Biologists consider habitat loss and degradation the greatest threat to the cactus's survival. Much of the Texas coastal plain is cattle country, and it is common practice in the region to clear brush and undergrowth to plant coastal Bermuda grass for pastureland. This practice has partly or completely eliminated many known populations of the black lace cactus.
Because of the cactus's rarity and showy flowers, collectors also pose a threat. All three known populations are on private lands. Two of the three sites are not well-known and are fairly inaccessible. This gives the species some protection from casual collectors, but not from professionals.
Conservation and Recovery
Landowners need to be informed of the presence and significance of populations and asked to cooperate in recovery efforts. The Texas Nature Conservancy has already begun this dialogue, and one family has agreed to join the Conservancy's Land Steward Society.
The large number of seedlings found at population sites indicate that seeds germinate well in the wild. Seedlings from Jim Wells County have been transplanted to similar habitats, but the long-term fate of such transplants are unknown. Researchers need to know more about the plant's microhabitat requirements before transplantation can be considered as a practical recovery strategy. Propagation studies are currently underway to establish a nursery population.
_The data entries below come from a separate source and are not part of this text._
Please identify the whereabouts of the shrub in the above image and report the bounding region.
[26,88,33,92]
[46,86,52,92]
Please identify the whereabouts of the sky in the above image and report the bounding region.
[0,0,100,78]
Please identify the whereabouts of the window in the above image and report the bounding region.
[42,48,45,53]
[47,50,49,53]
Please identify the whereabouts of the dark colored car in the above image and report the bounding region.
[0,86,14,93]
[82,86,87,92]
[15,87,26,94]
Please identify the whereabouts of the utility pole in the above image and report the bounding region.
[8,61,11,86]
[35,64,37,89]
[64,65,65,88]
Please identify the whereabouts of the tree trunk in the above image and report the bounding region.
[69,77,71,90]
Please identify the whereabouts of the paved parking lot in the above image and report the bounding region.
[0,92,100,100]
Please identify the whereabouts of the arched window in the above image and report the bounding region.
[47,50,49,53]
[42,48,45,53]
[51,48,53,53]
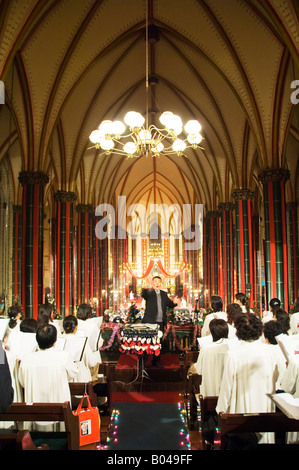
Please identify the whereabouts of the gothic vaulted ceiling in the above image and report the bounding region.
[0,0,299,210]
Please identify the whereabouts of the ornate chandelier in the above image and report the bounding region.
[89,0,203,157]
[89,111,203,157]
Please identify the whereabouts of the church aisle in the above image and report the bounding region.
[106,402,190,451]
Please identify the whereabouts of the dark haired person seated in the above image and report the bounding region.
[201,295,227,336]
[19,324,78,403]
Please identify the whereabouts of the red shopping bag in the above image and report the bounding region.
[73,393,101,446]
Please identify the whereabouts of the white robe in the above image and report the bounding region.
[63,330,101,382]
[281,354,299,444]
[195,339,228,397]
[216,340,278,413]
[289,312,299,335]
[19,347,78,403]
[216,340,278,443]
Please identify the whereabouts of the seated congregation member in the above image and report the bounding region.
[20,318,37,333]
[201,295,227,336]
[76,303,99,338]
[289,299,299,335]
[195,318,229,397]
[263,320,286,391]
[0,341,14,413]
[8,305,22,331]
[226,302,243,338]
[263,297,281,323]
[280,354,299,444]
[19,324,78,403]
[37,303,61,336]
[216,313,278,442]
[63,315,101,382]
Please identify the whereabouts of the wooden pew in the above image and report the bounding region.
[214,411,299,450]
[0,430,49,451]
[199,395,218,450]
[0,402,79,450]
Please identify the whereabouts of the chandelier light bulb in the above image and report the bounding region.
[172,139,186,152]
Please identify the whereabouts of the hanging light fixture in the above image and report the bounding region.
[89,2,203,157]
[89,111,203,157]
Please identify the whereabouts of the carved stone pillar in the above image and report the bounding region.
[218,202,235,305]
[286,202,299,305]
[19,171,49,318]
[54,191,77,317]
[204,211,223,298]
[12,206,22,302]
[232,189,254,307]
[258,168,290,310]
[76,204,94,304]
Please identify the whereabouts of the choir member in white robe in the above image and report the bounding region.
[280,354,299,444]
[226,302,244,338]
[19,324,78,403]
[201,295,227,336]
[77,304,101,344]
[216,313,278,443]
[63,315,101,382]
[262,297,280,323]
[290,312,299,335]
[19,324,78,431]
[195,318,228,397]
[263,320,286,391]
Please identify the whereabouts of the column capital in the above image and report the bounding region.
[258,168,290,183]
[218,202,235,211]
[231,188,254,201]
[54,190,77,202]
[19,171,49,186]
[76,204,94,213]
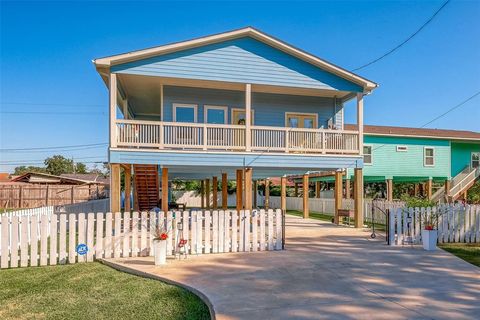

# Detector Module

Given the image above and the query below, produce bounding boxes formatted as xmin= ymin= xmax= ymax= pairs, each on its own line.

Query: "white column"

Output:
xmin=245 ymin=83 xmax=252 ymax=151
xmin=357 ymin=93 xmax=363 ymax=155
xmin=109 ymin=73 xmax=117 ymax=148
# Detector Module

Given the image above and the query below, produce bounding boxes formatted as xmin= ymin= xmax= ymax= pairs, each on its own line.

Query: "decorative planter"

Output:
xmin=153 ymin=240 xmax=167 ymax=266
xmin=422 ymin=230 xmax=437 ymax=251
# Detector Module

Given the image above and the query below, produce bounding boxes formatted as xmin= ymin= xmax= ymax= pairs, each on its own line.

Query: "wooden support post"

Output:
xmin=222 ymin=173 xmax=228 ymax=210
xmin=253 ymin=180 xmax=258 ymax=208
xmin=245 ymin=168 xmax=253 ymax=211
xmin=426 ymin=179 xmax=433 ymax=200
xmin=162 ymin=168 xmax=168 ymax=212
xmin=205 ymin=179 xmax=210 ymax=209
xmin=353 ymin=168 xmax=363 ymax=228
xmin=236 ymin=169 xmax=243 ymax=211
xmin=386 ymin=179 xmax=393 ymax=201
xmin=110 ymin=163 xmax=120 ymax=212
xmin=280 ymin=177 xmax=287 ymax=211
xmin=303 ymin=173 xmax=309 ymax=219
xmin=333 ymin=171 xmax=343 ymax=224
xmin=200 ymin=180 xmax=205 ymax=209
xmin=345 ymin=179 xmax=352 ymax=199
xmin=315 ymin=181 xmax=322 ymax=199
xmin=212 ymin=177 xmax=218 ymax=209
xmin=45 ymin=184 xmax=49 ymax=207
xmin=265 ymin=178 xmax=270 ymax=209
xmin=124 ymin=165 xmax=132 ymax=212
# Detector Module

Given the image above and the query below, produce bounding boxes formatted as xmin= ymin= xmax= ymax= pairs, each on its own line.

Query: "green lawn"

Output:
xmin=0 ymin=262 xmax=210 ymax=320
xmin=439 ymin=243 xmax=480 ymax=267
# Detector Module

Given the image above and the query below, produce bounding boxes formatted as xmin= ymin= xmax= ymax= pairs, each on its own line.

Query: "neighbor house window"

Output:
xmin=423 ymin=148 xmax=435 ymax=167
xmin=173 ymin=103 xmax=197 ymax=122
xmin=472 ymin=152 xmax=480 ymax=168
xmin=363 ymin=146 xmax=373 ymax=164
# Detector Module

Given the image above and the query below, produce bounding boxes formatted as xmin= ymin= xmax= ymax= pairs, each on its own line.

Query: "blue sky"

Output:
xmin=0 ymin=1 xmax=480 ymax=171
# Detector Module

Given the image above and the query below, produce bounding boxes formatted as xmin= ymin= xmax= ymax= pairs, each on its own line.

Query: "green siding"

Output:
xmin=349 ymin=136 xmax=451 ymax=179
xmin=451 ymin=142 xmax=480 ymax=177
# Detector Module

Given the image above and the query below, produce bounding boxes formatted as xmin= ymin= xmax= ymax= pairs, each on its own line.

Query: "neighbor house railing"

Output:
xmin=114 ymin=120 xmax=359 ymax=154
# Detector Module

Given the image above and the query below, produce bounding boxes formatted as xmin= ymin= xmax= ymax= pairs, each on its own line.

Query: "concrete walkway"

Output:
xmin=107 ymin=216 xmax=480 ymax=320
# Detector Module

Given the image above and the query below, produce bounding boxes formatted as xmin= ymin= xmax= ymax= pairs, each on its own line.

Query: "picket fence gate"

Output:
xmin=0 ymin=209 xmax=284 ymax=268
xmin=389 ymin=204 xmax=480 ymax=245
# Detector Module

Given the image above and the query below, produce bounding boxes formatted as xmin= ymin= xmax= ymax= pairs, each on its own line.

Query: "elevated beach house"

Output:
xmin=94 ymin=27 xmax=377 ymax=226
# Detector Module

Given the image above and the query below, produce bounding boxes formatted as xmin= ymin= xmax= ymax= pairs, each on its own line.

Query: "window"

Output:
xmin=472 ymin=152 xmax=480 ymax=168
xmin=204 ymin=106 xmax=228 ymax=124
xmin=173 ymin=103 xmax=197 ymax=122
xmin=285 ymin=112 xmax=317 ymax=129
xmin=232 ymin=108 xmax=255 ymax=125
xmin=363 ymin=146 xmax=373 ymax=164
xmin=423 ymin=147 xmax=435 ymax=167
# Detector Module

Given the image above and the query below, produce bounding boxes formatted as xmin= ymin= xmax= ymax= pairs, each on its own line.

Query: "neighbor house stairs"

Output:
xmin=133 ymin=164 xmax=160 ymax=211
xmin=432 ymin=166 xmax=480 ymax=203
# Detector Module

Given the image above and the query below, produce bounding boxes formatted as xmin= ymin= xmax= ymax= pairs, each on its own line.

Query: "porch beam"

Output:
xmin=236 ymin=169 xmax=243 ymax=211
xmin=212 ymin=177 xmax=218 ymax=210
xmin=110 ymin=163 xmax=121 ymax=212
xmin=303 ymin=173 xmax=310 ymax=219
xmin=333 ymin=171 xmax=343 ymax=224
xmin=280 ymin=177 xmax=287 ymax=212
xmin=354 ymin=168 xmax=363 ymax=228
xmin=245 ymin=168 xmax=253 ymax=211
xmin=222 ymin=173 xmax=228 ymax=210
xmin=162 ymin=168 xmax=168 ymax=212
xmin=245 ymin=83 xmax=252 ymax=151
xmin=108 ymin=73 xmax=118 ymax=148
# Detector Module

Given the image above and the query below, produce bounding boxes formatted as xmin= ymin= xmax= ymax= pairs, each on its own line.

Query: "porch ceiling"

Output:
xmin=118 ymin=74 xmax=355 ymax=115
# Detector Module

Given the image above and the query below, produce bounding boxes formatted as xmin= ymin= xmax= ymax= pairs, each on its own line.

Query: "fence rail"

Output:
xmin=389 ymin=205 xmax=480 ymax=245
xmin=0 ymin=185 xmax=108 ymax=209
xmin=115 ymin=120 xmax=359 ymax=154
xmin=0 ymin=210 xmax=283 ymax=268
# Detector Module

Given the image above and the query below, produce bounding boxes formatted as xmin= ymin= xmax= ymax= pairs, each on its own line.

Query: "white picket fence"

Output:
xmin=389 ymin=204 xmax=480 ymax=245
xmin=0 ymin=209 xmax=283 ymax=268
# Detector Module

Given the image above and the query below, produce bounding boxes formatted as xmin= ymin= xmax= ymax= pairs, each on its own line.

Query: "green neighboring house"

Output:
xmin=310 ymin=124 xmax=480 ymax=201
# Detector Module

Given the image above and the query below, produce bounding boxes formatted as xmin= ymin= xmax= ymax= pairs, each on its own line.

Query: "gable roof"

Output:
xmin=345 ymin=124 xmax=480 ymax=141
xmin=93 ymin=27 xmax=378 ymax=92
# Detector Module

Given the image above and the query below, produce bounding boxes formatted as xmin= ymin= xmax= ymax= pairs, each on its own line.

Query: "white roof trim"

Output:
xmin=93 ymin=27 xmax=378 ymax=92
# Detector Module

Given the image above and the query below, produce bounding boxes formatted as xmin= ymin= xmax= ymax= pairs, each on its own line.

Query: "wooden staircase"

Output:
xmin=133 ymin=164 xmax=160 ymax=211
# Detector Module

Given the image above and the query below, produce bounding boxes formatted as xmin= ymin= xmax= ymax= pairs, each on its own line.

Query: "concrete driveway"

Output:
xmin=102 ymin=216 xmax=480 ymax=320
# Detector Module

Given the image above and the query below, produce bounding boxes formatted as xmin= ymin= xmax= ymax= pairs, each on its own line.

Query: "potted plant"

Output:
xmin=153 ymin=224 xmax=168 ymax=266
xmin=422 ymin=212 xmax=438 ymax=251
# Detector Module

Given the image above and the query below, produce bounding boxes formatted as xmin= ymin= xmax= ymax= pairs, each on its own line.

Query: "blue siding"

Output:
xmin=111 ymin=37 xmax=362 ymax=92
xmin=148 ymin=86 xmax=343 ymax=128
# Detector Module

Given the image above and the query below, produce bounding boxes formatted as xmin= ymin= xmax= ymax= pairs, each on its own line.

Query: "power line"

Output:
xmin=0 ymin=142 xmax=108 ymax=152
xmin=352 ymin=0 xmax=450 ymax=71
Cloning is also being explored as a propagation method as a way to supply the commercial market. Tissue culture laboratories at Texas A & M University and the University of Texas have produced clones of a number of cactus species. While suitable for the commercial trade, these clones could not be used for reintroduction because of their lack of genetic diversity.
Jones, F. B. 1982. Flora of the Texas Coastal Bend. Rob and Bessie Welder Wildlife Foundation, Sinton, Texas.
U.S. Fish and Wildlife Service. 1987. "Black Lace Cactus (Echinocereus reichenbachii var. albertii ) Recovery Plan." U.S. Fish and Wildlife Service, Albuquerque.
Weinger, D. 1984. Cacti of Texas and Neighboring States: A Field Guide. University of Texas Press, Austin.